Matt Birkbeck is an award-winning investigative journalist who has written for the New York Times, Reader's Digest, Rolling Stone, People Magazine, Boston Magazine, and the Philadelphia Inquirer.
Birkbeck's latest book is the critically acclaimed Deconstructing Sammy: Music, Money, Madness, and the Mob (Amistad), which tells the riveting story of Sammy Davis Jr. and the efforts to resolve his millions in debts and restore his legacy following his death in 1990. The New York Times Book Review called Deconstructing Sammy "Gripping" and "Sensational," and the Los Angeles Times called it "Epic."
Birkbeck also authored A Beautiful Child (Berkley/Putnam 2004), the international best seller which tells the remarkable, tragic story of Sharon Marshall, a brilliant young woman who was kidnapped as a toddler by Franklin Delano Floyd, a convicted felon, fugitive, and pedophile who raised her as his daughter while traveling the country using stolen identities. Birkbeck spent six hours in a Florida prison in 2003 interviewing Floyd, who had just been sentenced to death for torturing and murdering a Tampa woman.
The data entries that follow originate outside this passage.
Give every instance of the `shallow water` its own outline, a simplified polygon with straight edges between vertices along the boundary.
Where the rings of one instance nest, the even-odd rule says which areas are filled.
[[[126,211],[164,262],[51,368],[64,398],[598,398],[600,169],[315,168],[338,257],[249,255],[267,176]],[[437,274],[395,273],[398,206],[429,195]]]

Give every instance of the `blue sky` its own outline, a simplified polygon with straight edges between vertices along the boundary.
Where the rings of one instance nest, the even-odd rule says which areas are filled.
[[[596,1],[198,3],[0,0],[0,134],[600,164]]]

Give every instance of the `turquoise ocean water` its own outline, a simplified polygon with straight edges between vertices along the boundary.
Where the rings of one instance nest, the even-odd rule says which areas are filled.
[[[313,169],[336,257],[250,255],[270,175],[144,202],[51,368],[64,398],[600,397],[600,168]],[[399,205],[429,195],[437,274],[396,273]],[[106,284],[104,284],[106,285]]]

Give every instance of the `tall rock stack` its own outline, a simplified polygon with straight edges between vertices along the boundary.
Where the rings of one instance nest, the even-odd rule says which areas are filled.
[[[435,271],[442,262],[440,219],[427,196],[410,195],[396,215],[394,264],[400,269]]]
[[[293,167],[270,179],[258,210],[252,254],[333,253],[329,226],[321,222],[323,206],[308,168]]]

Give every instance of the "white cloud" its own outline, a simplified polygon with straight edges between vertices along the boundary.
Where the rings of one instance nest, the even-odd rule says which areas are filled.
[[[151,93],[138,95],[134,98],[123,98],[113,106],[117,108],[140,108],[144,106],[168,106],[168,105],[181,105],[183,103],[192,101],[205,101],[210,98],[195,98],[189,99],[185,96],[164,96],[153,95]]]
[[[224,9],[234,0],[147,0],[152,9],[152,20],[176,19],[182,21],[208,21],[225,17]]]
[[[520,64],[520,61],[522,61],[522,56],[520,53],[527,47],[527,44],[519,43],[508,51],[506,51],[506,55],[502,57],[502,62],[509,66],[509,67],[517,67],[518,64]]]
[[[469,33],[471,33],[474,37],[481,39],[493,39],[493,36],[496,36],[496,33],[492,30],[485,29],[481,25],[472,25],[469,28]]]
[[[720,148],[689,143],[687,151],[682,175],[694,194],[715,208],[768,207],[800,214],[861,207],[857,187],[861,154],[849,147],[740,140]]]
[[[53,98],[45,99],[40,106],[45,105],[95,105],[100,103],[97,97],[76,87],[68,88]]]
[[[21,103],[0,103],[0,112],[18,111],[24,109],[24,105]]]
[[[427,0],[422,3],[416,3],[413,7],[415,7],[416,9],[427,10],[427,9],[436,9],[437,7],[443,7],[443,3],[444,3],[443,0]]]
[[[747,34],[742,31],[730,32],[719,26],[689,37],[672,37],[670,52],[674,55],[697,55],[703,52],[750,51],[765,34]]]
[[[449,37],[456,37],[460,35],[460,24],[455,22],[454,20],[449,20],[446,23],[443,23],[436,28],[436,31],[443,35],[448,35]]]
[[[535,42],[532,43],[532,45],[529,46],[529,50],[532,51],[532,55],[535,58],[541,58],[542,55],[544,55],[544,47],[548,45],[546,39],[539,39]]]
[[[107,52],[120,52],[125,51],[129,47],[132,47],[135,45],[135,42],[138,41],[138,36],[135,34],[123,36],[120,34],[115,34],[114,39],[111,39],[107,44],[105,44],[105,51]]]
Birkbeck also authored A Deadley Secret (Berkley/Putnam 2002), which explores the investigation into Robert Durst, the heir to a New York real estate fortune accused of killing his wife and two others. Birkbeck is also the coauthor of Till Death Do Us Part (Atria/Simon & Schuster) in 2006 with Dr. Robi Ludwig, a noted psychologist who appears regularly on The Today Show and Larry King Live.